Legal Profession Blog 6-4-08

June 3, 2008

Coming Soon ... to China: A New ABA-Accredited Law School

[by Bill Henderson]

This post is about new ABA-approved law schools.  Some will struggle mightily and worsen the economic prospects of local lawyers.  Others may transform the U.S. legal profession. Let's start with the former.

There is a story in the National Law Journal that chronicles the rapid rise in the number of new law schools seeking ABA-approval--ten new schools are now in works.  See Leigh Jones, A Deluge of Law Schools.  Likewise, in April, the ABA Journal reported on a $50 million dollar appropriation by the New York legislature to underwrite the creation of three new state-sponsored law schools.

According to the stories, the rationale for many of these schools is local economic development.  Although the notion of a lawyer shortage will no doubt be met with skepticism by many, it does happen, at least in a limited form.  For example, during the 1990s, places like Austin and San Diego had a shortage of skilled transactional lawyers to service the bevy of emerging high-tech businesses.  Sensing the opportunity, a large number of Am Law 200 firms opened branch offices in both metropolitan areas. 

Setting aside the obvious question of whether new law school graduates can service effectively clients with sophisticated legal needs (the local lawyers in Austin and San Diego in the early 1990s were outmatched), the prerequisite to all this is client demand.  How is a new local law school going to spark economic development within a local economy that has a paucity of entrepreneurial activity (perhaps because many young people have decamped for Austin and San Diego)?  From a public subsidy perspective, this seems like the proverbial bridge to nowhere.  Further, it is likely to depress the earnings of solo and small firm lawyers.  See, e.g., Regional Law Schools and Lawyer Income.

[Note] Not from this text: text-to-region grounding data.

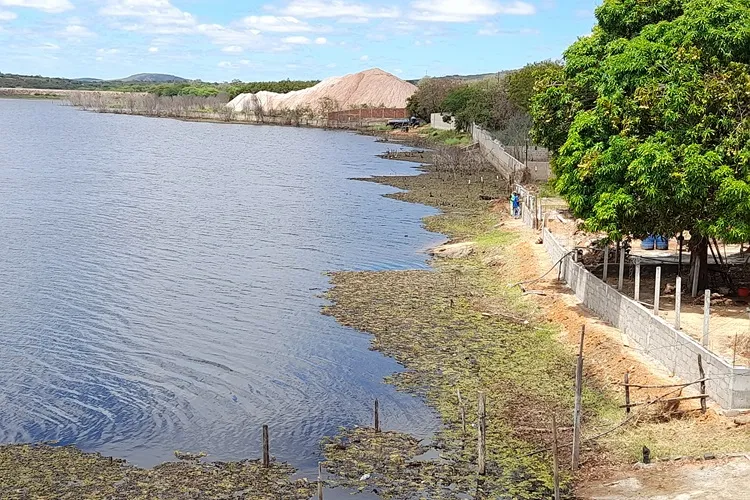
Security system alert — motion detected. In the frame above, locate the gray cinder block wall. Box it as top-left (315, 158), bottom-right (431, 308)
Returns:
top-left (542, 228), bottom-right (750, 409)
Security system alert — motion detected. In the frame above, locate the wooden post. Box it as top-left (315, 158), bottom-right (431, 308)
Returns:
top-left (698, 354), bottom-right (706, 413)
top-left (674, 276), bottom-right (682, 330)
top-left (573, 325), bottom-right (586, 470)
top-left (693, 257), bottom-right (701, 297)
top-left (634, 257), bottom-right (641, 302)
top-left (617, 244), bottom-right (625, 292)
top-left (263, 425), bottom-right (271, 469)
top-left (456, 389), bottom-right (466, 437)
top-left (477, 392), bottom-right (487, 476)
top-left (625, 372), bottom-right (630, 413)
top-left (318, 462), bottom-right (323, 500)
top-left (602, 243), bottom-right (609, 283)
top-left (375, 399), bottom-right (380, 432)
top-left (703, 290), bottom-right (711, 348)
top-left (552, 413), bottom-right (560, 500)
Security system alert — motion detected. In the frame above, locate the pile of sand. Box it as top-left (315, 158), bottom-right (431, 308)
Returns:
top-left (227, 68), bottom-right (417, 115)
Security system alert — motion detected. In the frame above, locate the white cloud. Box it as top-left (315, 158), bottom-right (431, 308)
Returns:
top-left (101, 0), bottom-right (197, 34)
top-left (60, 24), bottom-right (96, 38)
top-left (410, 0), bottom-right (536, 23)
top-left (281, 36), bottom-right (311, 45)
top-left (242, 16), bottom-right (324, 33)
top-left (283, 0), bottom-right (401, 19)
top-left (0, 0), bottom-right (73, 14)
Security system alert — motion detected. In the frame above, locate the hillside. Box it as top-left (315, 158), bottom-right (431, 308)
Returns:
top-left (119, 73), bottom-right (188, 83)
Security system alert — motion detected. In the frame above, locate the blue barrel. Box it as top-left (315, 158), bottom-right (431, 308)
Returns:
top-left (641, 234), bottom-right (656, 250)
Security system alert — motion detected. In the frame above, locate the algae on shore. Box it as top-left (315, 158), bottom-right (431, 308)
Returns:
top-left (0, 445), bottom-right (313, 500)
top-left (324, 161), bottom-right (607, 499)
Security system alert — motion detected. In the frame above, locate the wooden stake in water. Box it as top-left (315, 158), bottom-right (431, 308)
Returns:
top-left (703, 290), bottom-right (711, 347)
top-left (375, 399), bottom-right (380, 432)
top-left (263, 425), bottom-right (271, 468)
top-left (573, 325), bottom-right (586, 470)
top-left (617, 244), bottom-right (625, 292)
top-left (477, 392), bottom-right (487, 476)
top-left (318, 462), bottom-right (323, 500)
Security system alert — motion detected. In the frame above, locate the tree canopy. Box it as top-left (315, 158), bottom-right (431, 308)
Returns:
top-left (532, 0), bottom-right (750, 249)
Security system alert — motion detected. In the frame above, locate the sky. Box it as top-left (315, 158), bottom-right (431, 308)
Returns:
top-left (0, 0), bottom-right (600, 82)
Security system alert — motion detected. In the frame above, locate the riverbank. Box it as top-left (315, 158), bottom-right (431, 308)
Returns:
top-left (324, 145), bottom-right (750, 499)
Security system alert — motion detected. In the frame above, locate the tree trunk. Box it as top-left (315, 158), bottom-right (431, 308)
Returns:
top-left (690, 236), bottom-right (708, 291)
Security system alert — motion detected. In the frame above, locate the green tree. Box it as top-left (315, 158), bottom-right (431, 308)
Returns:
top-left (506, 61), bottom-right (563, 112)
top-left (532, 0), bottom-right (750, 286)
top-left (406, 77), bottom-right (461, 122)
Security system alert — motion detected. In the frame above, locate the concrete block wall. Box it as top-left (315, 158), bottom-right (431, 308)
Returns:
top-left (543, 228), bottom-right (750, 409)
top-left (430, 113), bottom-right (456, 130)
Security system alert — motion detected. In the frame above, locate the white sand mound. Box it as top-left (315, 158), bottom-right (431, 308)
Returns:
top-left (227, 68), bottom-right (417, 114)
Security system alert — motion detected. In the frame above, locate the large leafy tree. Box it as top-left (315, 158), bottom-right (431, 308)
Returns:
top-left (532, 0), bottom-right (750, 284)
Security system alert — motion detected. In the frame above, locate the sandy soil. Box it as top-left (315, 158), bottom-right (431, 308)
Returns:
top-left (578, 457), bottom-right (750, 500)
top-left (503, 219), bottom-right (750, 500)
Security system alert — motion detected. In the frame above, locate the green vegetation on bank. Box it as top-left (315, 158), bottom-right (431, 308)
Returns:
top-left (324, 160), bottom-right (616, 499)
top-left (0, 445), bottom-right (313, 500)
top-left (532, 0), bottom-right (750, 289)
top-left (0, 73), bottom-right (318, 100)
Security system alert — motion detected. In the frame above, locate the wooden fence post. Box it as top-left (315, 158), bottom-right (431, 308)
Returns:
top-left (477, 392), bottom-right (487, 476)
top-left (691, 254), bottom-right (701, 297)
top-left (654, 267), bottom-right (661, 316)
top-left (602, 243), bottom-right (609, 283)
top-left (698, 354), bottom-right (706, 413)
top-left (703, 290), bottom-right (711, 348)
top-left (634, 257), bottom-right (641, 302)
top-left (573, 325), bottom-right (586, 470)
top-left (617, 248), bottom-right (625, 292)
top-left (674, 276), bottom-right (682, 330)
top-left (625, 372), bottom-right (630, 413)
top-left (263, 425), bottom-right (271, 469)
top-left (552, 413), bottom-right (560, 500)
top-left (375, 399), bottom-right (380, 432)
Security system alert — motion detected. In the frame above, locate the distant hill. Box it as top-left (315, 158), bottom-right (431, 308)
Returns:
top-left (408, 70), bottom-right (514, 85)
top-left (120, 73), bottom-right (187, 83)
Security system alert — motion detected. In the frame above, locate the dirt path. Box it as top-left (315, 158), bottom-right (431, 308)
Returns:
top-left (578, 457), bottom-right (750, 500)
top-left (503, 219), bottom-right (750, 500)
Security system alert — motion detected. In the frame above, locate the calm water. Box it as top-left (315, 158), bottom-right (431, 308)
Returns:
top-left (0, 100), bottom-right (439, 469)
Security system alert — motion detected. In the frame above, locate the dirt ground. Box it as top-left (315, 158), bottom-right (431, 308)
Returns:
top-left (578, 457), bottom-right (750, 500)
top-left (503, 219), bottom-right (750, 499)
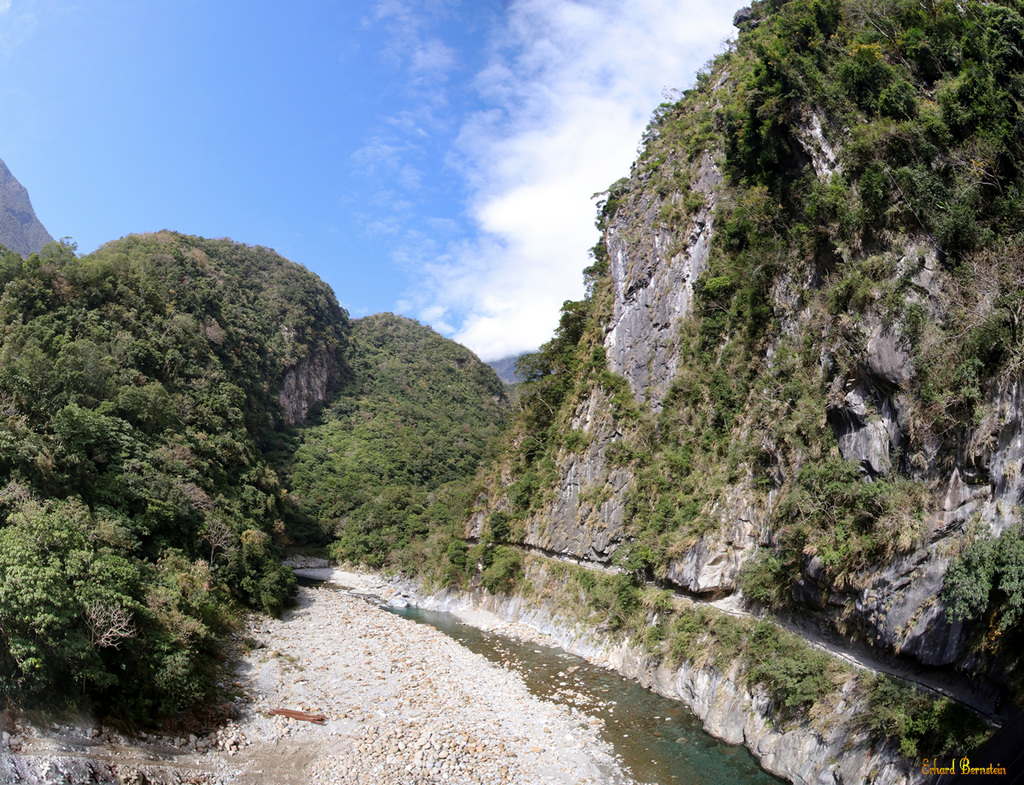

Yet, the exact opposite circumstances now prevail in China, and a JD degree from an ABA-approved law school is seen as the answer.  Specifically, according to this story from Inside Higher Ed, Peking University is opening a new law school that will offer an American-style J.D. degree. 

jeffrey_lehman_textmedium.jpeg

There are at least three reasons why we should take notice:  (1) Jeffrey Lehman, who formerly served as dean of Michigan Law and president of Cornell University, has been named the chancellor and founding dean; (2) "the school plans to seek accreditation from the American Bar Association" so that its students can take the bar exams in all US jurisdictions; and (3) "Like any American law school, the courses will be taught in English, the cases will be from American law – and most of the professors will be from American law schools."

What is driving the demand?  Multinational law firms want foreign nationals with U.S. legal training.  I am told by a well-connected law school administrator that, according to Lehman and his backers, the ubiquitous LLM degree fails to fully socialize Asian students into U.S.-style lawyering. Moreover, the degree is now so common that it carries an increasingly weak signal of ability.  Assuming that Peking University can be sufficiently selective (and the first class had 55 admits out of 210 applicants), many large American and British firms will hire its graduates for their growing China offices.  If that happens, we can expect the number of applicants to skyrocket.

So consider this scenario, which is certainly plausible.  With all of China as an applicant pool, Peking University's entering credentials could be extremely high (like any other ABA-approved law school, its students will take the LSAT).  Philanthropists interested in international affairs will be drawn to the school and help build its endowment. The school will buy the library of a U.S. law school that decides to throw in the towel.  If Peking is ranked like any other ABA-approved law school, it could easily debut in Tier 1, which would further fuel demand.  In turn, Jeffrey Lehman will have little trouble recruiting high profile U.S. faculty to teach at the school as visitors.  The opportunity will be seen as an extremely valuable and prestigious opportunity -- essentially tagging some professors as truly international scholars.

I am told that similar plans are underway at the University of Melbourne and at a Korean university. It  seems to me, however, that Lehman's franchise may be a crown jewel.  As a first mover in China, Peking University has the opportunity to create an Asian analogue to Harvard Law.  It is likely that only a vision this large could attract the services of someone like Jeffrey Lehman.  Wow.